Al mio ritorno a Milano ho trovato il padre di Alma davanti al portone d'ingresso, si sporgeva verso l'interno della Skoda per mettere in sicurezza i bambini, il bagagliaio ancora aperto con le borse per il weekend al mare. «Sono i tuoi bambini? Fammeli vedere», gli ho detto.
Alma è rimasta in posizione sul seggiolino, la schiena diritta e la faccia increspata, le sopracciglia sollevate fino a spostare la frangetta: «Giulietto!», ha sorriso, additando il fratellino che le sedeva accanto.

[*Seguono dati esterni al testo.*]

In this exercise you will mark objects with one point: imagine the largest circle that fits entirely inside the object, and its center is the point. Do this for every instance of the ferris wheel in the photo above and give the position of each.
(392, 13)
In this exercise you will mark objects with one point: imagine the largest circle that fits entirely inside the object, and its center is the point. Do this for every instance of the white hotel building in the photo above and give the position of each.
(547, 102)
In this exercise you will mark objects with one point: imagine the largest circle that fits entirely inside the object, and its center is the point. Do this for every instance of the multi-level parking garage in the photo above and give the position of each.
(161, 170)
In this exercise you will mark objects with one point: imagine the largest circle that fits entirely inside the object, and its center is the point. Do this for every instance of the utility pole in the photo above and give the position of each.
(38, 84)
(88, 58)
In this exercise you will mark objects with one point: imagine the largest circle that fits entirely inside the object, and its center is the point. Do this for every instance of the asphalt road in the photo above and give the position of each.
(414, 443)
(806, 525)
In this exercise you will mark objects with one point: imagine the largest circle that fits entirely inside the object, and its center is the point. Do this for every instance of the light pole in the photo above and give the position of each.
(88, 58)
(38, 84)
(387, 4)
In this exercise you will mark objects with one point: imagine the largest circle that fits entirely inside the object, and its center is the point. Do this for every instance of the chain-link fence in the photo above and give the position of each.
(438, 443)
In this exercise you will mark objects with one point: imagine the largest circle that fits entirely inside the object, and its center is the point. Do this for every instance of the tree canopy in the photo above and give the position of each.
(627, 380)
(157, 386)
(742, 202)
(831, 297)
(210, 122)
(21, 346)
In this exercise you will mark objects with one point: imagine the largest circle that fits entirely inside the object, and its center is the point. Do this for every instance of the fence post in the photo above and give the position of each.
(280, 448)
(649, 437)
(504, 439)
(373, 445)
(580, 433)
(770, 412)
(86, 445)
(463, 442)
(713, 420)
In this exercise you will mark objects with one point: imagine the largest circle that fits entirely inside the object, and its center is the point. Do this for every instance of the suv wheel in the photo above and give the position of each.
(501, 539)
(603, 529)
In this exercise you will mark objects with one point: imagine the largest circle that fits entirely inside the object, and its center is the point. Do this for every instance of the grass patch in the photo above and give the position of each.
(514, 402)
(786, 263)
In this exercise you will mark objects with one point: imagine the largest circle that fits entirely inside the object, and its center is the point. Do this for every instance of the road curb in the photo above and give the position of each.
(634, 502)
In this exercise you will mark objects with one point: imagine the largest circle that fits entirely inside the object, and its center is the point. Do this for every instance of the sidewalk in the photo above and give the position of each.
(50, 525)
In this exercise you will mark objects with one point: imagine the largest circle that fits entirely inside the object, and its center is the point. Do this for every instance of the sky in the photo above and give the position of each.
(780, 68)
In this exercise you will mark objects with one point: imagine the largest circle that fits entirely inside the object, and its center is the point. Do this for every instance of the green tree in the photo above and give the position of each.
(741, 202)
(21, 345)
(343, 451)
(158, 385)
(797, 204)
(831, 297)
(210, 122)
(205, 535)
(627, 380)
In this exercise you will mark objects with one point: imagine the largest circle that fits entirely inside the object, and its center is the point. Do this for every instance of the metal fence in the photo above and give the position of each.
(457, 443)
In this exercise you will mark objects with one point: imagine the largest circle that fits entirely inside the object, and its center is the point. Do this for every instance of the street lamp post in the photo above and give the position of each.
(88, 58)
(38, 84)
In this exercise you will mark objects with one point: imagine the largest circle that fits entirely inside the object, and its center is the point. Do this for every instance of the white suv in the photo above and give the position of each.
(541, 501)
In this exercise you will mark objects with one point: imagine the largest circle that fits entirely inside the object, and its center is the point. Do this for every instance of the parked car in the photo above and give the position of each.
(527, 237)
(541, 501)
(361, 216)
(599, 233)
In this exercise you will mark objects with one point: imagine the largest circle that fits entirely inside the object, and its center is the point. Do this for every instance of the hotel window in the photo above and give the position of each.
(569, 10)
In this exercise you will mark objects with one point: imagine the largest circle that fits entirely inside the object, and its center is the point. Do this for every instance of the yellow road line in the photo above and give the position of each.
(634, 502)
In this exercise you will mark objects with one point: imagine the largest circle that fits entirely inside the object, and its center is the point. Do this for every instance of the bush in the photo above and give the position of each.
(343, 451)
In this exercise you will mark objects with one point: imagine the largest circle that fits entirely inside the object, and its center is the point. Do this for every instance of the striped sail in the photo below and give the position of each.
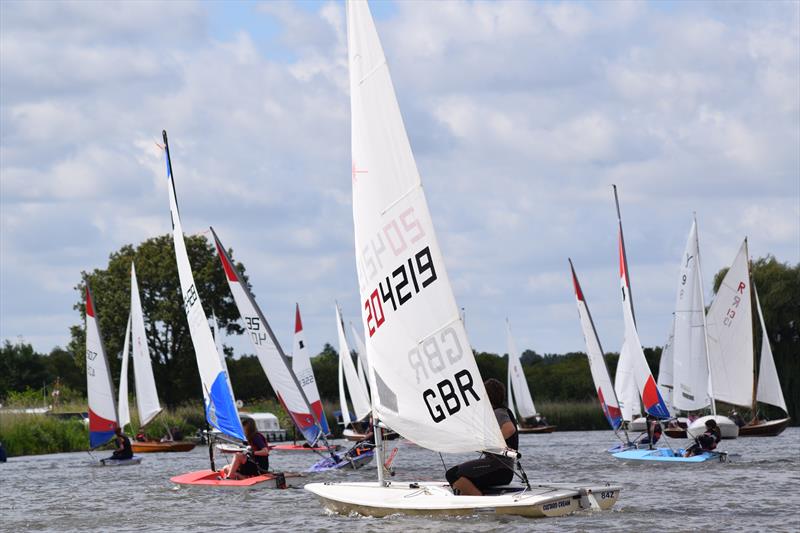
(424, 380)
(273, 361)
(100, 389)
(597, 363)
(301, 366)
(220, 406)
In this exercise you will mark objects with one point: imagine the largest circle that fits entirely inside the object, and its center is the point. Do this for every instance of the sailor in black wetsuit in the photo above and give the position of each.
(124, 450)
(491, 470)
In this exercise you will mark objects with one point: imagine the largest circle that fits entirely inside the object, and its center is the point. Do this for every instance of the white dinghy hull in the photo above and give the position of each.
(727, 427)
(436, 498)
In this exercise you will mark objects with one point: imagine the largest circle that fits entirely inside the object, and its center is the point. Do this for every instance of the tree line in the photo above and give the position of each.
(553, 377)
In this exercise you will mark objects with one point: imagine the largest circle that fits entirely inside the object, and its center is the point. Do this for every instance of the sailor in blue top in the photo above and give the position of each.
(491, 470)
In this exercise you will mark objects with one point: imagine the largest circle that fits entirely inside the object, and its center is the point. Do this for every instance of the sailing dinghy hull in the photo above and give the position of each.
(665, 455)
(760, 428)
(210, 478)
(160, 447)
(436, 498)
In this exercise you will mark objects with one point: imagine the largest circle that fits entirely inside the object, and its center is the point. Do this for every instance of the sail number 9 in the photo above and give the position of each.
(408, 279)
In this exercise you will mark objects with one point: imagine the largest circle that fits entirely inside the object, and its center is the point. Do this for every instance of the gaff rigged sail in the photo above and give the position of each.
(424, 380)
(597, 362)
(220, 405)
(273, 361)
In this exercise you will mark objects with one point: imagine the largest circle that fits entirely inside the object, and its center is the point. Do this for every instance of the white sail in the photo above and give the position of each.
(146, 394)
(424, 380)
(769, 386)
(517, 380)
(220, 406)
(273, 361)
(665, 380)
(633, 372)
(690, 362)
(358, 393)
(123, 409)
(301, 366)
(99, 388)
(597, 362)
(730, 335)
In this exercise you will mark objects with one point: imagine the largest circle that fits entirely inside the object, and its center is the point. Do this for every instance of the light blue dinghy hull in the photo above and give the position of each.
(665, 455)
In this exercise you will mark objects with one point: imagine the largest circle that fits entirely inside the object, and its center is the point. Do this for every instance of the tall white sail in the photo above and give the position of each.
(123, 409)
(519, 384)
(301, 366)
(358, 393)
(99, 388)
(690, 362)
(665, 380)
(424, 380)
(597, 362)
(769, 386)
(146, 394)
(273, 361)
(220, 406)
(633, 370)
(730, 335)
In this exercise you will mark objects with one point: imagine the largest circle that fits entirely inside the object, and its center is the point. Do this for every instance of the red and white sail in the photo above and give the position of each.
(273, 361)
(100, 389)
(597, 363)
(424, 380)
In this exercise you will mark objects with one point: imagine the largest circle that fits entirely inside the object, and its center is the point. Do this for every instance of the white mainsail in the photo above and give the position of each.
(769, 386)
(273, 361)
(690, 362)
(220, 406)
(633, 372)
(424, 380)
(348, 374)
(123, 411)
(301, 366)
(730, 335)
(99, 388)
(517, 381)
(146, 394)
(597, 361)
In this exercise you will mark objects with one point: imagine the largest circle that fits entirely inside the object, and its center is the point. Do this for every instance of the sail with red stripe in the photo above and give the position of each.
(597, 362)
(632, 368)
(270, 354)
(100, 389)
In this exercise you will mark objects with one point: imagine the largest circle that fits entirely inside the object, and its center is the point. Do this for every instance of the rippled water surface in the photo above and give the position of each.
(758, 491)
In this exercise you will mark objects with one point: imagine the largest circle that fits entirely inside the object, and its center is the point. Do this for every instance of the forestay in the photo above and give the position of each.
(730, 335)
(517, 381)
(424, 380)
(273, 361)
(146, 394)
(769, 386)
(635, 372)
(220, 408)
(347, 374)
(123, 409)
(100, 390)
(597, 362)
(690, 362)
(301, 366)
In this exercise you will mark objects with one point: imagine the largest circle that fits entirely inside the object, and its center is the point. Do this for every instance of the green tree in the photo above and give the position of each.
(171, 350)
(778, 286)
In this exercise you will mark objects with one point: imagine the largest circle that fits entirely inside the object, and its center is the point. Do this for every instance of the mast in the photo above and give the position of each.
(274, 339)
(705, 324)
(624, 253)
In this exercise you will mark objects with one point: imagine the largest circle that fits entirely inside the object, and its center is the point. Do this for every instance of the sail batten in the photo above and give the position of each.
(424, 382)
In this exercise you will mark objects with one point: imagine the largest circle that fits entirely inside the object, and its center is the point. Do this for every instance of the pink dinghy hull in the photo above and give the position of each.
(208, 478)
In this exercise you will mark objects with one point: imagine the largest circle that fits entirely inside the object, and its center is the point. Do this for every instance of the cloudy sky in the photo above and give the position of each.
(521, 116)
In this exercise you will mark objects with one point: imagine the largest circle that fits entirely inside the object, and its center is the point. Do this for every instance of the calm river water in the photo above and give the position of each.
(757, 492)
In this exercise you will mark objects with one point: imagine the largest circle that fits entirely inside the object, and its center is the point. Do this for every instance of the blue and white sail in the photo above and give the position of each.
(220, 405)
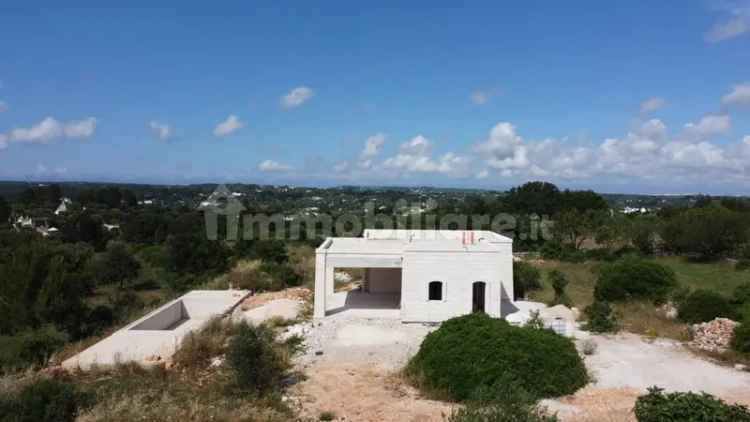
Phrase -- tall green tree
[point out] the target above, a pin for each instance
(4, 211)
(117, 265)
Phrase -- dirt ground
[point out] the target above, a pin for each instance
(352, 366)
(357, 392)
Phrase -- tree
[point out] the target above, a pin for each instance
(4, 211)
(582, 200)
(117, 265)
(526, 278)
(559, 282)
(540, 198)
(574, 227)
(709, 231)
(195, 254)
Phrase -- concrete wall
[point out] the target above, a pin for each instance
(384, 280)
(458, 271)
(165, 318)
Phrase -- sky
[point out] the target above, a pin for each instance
(631, 97)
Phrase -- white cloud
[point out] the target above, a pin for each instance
(43, 170)
(727, 30)
(373, 146)
(740, 95)
(161, 131)
(81, 129)
(297, 97)
(43, 132)
(735, 24)
(50, 129)
(708, 127)
(504, 148)
(652, 104)
(480, 97)
(228, 126)
(273, 166)
(415, 157)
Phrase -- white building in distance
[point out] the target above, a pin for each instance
(418, 275)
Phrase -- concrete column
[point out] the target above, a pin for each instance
(319, 309)
(330, 270)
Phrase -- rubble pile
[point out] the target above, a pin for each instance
(713, 336)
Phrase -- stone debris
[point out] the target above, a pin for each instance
(287, 309)
(713, 336)
(669, 310)
(295, 293)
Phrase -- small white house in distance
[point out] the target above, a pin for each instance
(418, 275)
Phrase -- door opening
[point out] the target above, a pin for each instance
(477, 297)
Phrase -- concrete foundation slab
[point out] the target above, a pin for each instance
(157, 335)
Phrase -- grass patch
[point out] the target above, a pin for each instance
(642, 317)
(719, 276)
(194, 389)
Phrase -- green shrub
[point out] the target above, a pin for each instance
(476, 350)
(742, 265)
(600, 318)
(705, 305)
(45, 400)
(634, 278)
(282, 274)
(686, 407)
(256, 362)
(327, 416)
(506, 401)
(741, 338)
(559, 282)
(741, 294)
(526, 278)
(551, 250)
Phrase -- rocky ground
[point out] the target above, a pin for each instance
(353, 364)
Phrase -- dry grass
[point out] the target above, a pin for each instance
(191, 390)
(580, 289)
(644, 318)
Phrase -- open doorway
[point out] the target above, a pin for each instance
(376, 293)
(477, 296)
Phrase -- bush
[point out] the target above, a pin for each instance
(705, 305)
(634, 278)
(506, 401)
(686, 407)
(741, 294)
(742, 265)
(526, 278)
(281, 274)
(600, 318)
(99, 319)
(256, 363)
(741, 338)
(476, 350)
(551, 250)
(559, 282)
(45, 400)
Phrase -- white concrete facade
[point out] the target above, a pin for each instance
(432, 275)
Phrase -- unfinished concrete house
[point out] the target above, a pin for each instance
(417, 275)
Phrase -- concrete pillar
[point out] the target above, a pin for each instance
(319, 309)
(330, 282)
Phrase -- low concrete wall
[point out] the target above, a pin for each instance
(384, 280)
(157, 335)
(165, 319)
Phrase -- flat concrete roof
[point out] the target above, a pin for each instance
(396, 242)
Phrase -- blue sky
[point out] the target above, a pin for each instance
(647, 97)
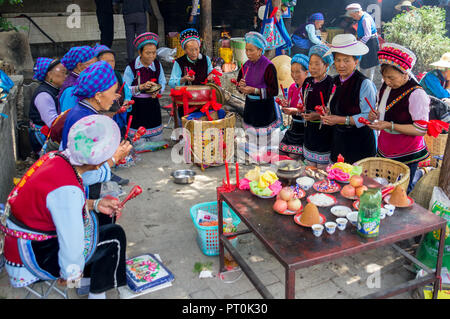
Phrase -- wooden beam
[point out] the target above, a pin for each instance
(206, 32)
(444, 178)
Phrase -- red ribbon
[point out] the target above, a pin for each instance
(435, 127)
(211, 104)
(320, 110)
(184, 94)
(364, 121)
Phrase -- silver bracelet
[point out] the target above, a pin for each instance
(96, 202)
(347, 120)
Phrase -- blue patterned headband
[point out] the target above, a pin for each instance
(257, 39)
(301, 59)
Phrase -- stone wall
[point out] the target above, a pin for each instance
(8, 141)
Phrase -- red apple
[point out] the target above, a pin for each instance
(280, 206)
(356, 181)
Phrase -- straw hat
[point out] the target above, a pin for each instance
(354, 7)
(347, 44)
(261, 12)
(283, 66)
(403, 4)
(444, 62)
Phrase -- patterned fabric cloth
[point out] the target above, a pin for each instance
(316, 17)
(301, 59)
(92, 140)
(320, 50)
(99, 77)
(189, 35)
(100, 49)
(77, 55)
(146, 38)
(257, 39)
(41, 68)
(397, 56)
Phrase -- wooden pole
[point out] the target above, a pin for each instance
(160, 19)
(444, 178)
(206, 14)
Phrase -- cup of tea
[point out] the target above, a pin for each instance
(330, 227)
(317, 230)
(342, 223)
(390, 209)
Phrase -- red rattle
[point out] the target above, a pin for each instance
(364, 121)
(124, 108)
(139, 133)
(135, 191)
(320, 110)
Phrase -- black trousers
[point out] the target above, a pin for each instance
(106, 268)
(105, 20)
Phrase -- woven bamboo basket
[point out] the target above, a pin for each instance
(386, 168)
(436, 146)
(212, 142)
(174, 42)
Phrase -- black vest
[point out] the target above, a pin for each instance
(200, 68)
(34, 114)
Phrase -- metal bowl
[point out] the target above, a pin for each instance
(153, 89)
(183, 176)
(289, 169)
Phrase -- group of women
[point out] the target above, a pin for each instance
(57, 226)
(343, 115)
(56, 218)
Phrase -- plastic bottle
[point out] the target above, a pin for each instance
(369, 213)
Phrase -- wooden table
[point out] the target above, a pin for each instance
(295, 247)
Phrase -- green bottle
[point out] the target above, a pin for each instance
(369, 213)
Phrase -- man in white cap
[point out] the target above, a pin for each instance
(367, 34)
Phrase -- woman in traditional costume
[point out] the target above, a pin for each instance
(44, 108)
(50, 230)
(76, 61)
(103, 53)
(317, 90)
(292, 143)
(367, 34)
(308, 34)
(437, 82)
(141, 75)
(96, 92)
(258, 81)
(351, 139)
(403, 110)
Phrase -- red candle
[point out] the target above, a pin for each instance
(228, 173)
(237, 174)
(128, 126)
(121, 88)
(370, 105)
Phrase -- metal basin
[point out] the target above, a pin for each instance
(183, 176)
(289, 169)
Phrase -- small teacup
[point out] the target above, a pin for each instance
(330, 227)
(383, 213)
(353, 217)
(342, 223)
(317, 229)
(390, 209)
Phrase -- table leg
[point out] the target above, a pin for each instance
(290, 284)
(221, 248)
(439, 262)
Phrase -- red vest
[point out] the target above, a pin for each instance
(29, 207)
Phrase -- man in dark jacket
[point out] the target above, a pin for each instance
(105, 18)
(135, 19)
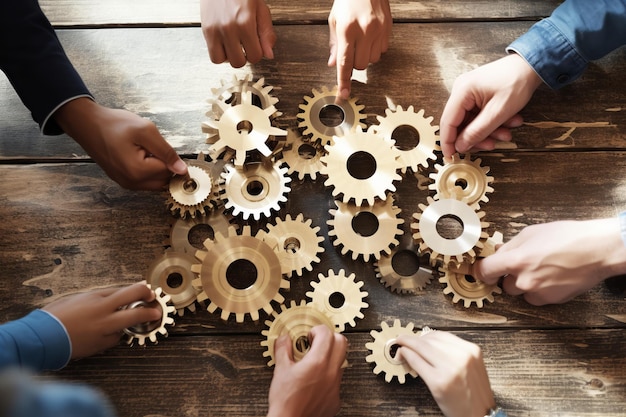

Ha detto così, «Giulietto», guardandomi fisso negli occhi come per garantirmi che avevo capito bene, che erano proprio loro, Alma e Giulio in carne e ossa. Giulio sembrava così mansueto, diverso da come lo avevo immaginato, con tutte quelle pieghe sulla pelle, tenere tenere. Anche la voce di Alma era diversa: meno sonora, più diretta, venata di una maturità che non riconoscevo.
«Sulle ali del mondo, nel cielo infinito...», cantava mentre io varcavo il portone trascinando le valigie col cambio estivo.
È il tragitto dal cortile al ballatoio il più difficile, le valigie diventano più pesanti, io più piccola a ogni scalino.